L’estraniazione è il motore principale dei racconti di Suzuki: i personaggi sono spesso donne intrappolate in relazioni vuote, in città soffocanti, in lavori che non offrono alcuna soddisfazione.

Il futuro che descrive non appartiene al sottogenere delle utopie tecnologiche, ma è un’estensione amplificata del presente, dove il degrado affettivo e la meccanizzazione delle relazioni umane si fanno ancora più soffocanti.

Il concetto di noia espresso qui non è una semplice mancanza di stimoli, ma un vero e proprio collasso esistenziale, un’impossibilità di trovare significato nel quotidiano. La noia si declina in molteplici forme: sessuale, sentimentale e professionale. I personaggi non combattono la società e non tentano la fuga: sono spettatori disillusi di un mondo che ha già inghiottito ogni speranza di cambiamento.

 

L’influenza del vissuto dell’Autrice emerge con forza: Suzuki nacque nel 1949 e fece parte della controcultura giapponese, legata alla scena artistica e ai movimenti femministi, fino al suicidio nel 1986. Attrice, modella e scrittrice, la sua letteratura è un’osservazione acuminata delle dinamiche di potere, dei ruoli di genere e delle gabbie sociali che soffocano qualsiasi possibilità di autodeterminazione.

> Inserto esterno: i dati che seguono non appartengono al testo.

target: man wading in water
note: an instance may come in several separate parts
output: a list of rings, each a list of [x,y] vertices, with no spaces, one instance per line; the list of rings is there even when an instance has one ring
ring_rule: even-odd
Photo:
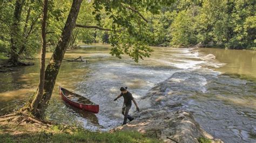
[[[121,87],[120,89],[120,90],[121,90],[121,94],[114,99],[114,101],[116,101],[121,96],[124,97],[124,104],[123,105],[123,107],[122,108],[122,113],[124,116],[124,119],[122,125],[126,124],[127,118],[129,119],[130,121],[134,119],[133,117],[128,115],[129,110],[132,106],[132,101],[134,103],[135,106],[136,106],[137,111],[138,112],[139,111],[139,107],[138,106],[136,102],[133,98],[133,97],[132,97],[132,94],[129,91],[127,91],[126,89],[127,87]]]

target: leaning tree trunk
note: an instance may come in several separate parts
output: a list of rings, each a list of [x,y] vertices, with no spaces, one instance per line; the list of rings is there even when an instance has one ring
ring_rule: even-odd
[[[48,0],[44,0],[43,5],[43,19],[42,20],[42,48],[41,48],[41,67],[40,77],[37,94],[31,104],[32,113],[36,112],[36,109],[44,94],[44,70],[45,69],[45,53],[46,49],[46,27],[47,19]]]
[[[55,84],[55,81],[68,47],[72,32],[76,26],[80,6],[82,0],[73,0],[66,24],[62,31],[60,38],[50,60],[45,70],[44,94],[33,115],[39,118],[43,116]]]
[[[11,56],[9,59],[14,66],[17,66],[19,62],[19,55],[17,52],[18,45],[19,45],[19,39],[21,39],[19,22],[21,21],[22,7],[24,0],[17,0],[15,4],[12,25],[11,30]]]

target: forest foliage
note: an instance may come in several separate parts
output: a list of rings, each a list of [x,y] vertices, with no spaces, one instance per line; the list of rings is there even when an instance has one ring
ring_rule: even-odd
[[[24,4],[16,37],[17,52],[22,58],[40,48],[42,2],[21,1]],[[1,1],[0,4],[0,53],[6,56],[11,51],[15,2]],[[84,1],[77,24],[105,30],[77,27],[70,47],[79,42],[110,43],[113,55],[120,58],[127,54],[135,61],[149,56],[152,51],[148,45],[180,47],[201,43],[205,47],[226,48],[256,47],[255,1],[178,1],[162,5],[140,1],[129,5],[122,1],[104,2]],[[49,51],[57,45],[71,4],[71,1],[49,2],[46,32]],[[140,13],[134,14],[129,9],[130,6]],[[131,46],[136,48],[131,49]]]

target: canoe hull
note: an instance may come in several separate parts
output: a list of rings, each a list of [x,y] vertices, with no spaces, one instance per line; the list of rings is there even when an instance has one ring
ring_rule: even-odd
[[[60,87],[59,88],[59,94],[60,95],[62,99],[63,99],[63,101],[64,101],[66,103],[70,104],[70,105],[95,113],[97,113],[99,112],[99,105],[86,105],[73,102],[66,97],[66,96],[62,91]]]

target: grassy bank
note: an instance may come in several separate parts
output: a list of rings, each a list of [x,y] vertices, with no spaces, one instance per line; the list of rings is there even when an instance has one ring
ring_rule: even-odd
[[[36,124],[0,124],[0,142],[160,142],[137,132],[91,132],[81,128]]]

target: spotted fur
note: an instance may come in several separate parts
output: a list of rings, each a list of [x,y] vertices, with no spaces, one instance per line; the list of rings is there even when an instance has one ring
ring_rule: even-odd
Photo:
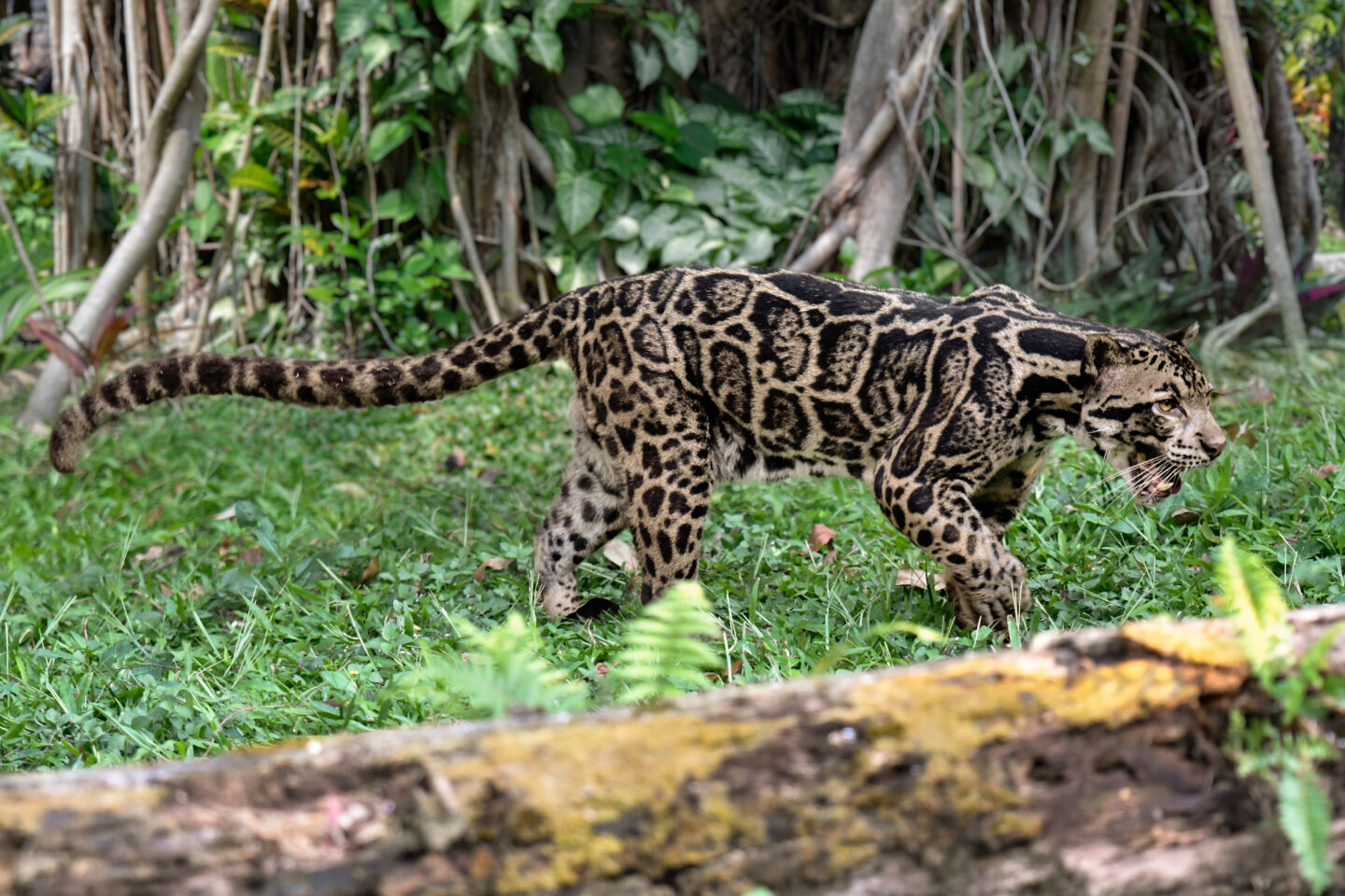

Nel contesto della narrativa giapponese contemporanea, Suzuki appare come un corpo estraneo: troppo audace per essere ingabbiata nella tradizione letteraria del dopoguerra; troppo fuori dagli schemi per essere assimilata alla fantascienza mainstream.

Se proprio volessimo trovare delle affinità, potremmo citare autori come Ryu Murakami per il cinismo viscerale, o Yoko Ogawa per la capacità di creare atmosfere sospese tra il perturbante e il malinconico. Oppure, possiamo guardare a Suzuki come a una straordinaria anomalia, originale e del tutto non convenzionale. In un tempo in cui il senso di spaesamento è più vivo che mai, la voce di Suzuki torna a riecheggiare dal passato e di questo bisogna ringraziare lo sguardo attento di Add, che per la prima volta porta l'Autrice in Italia.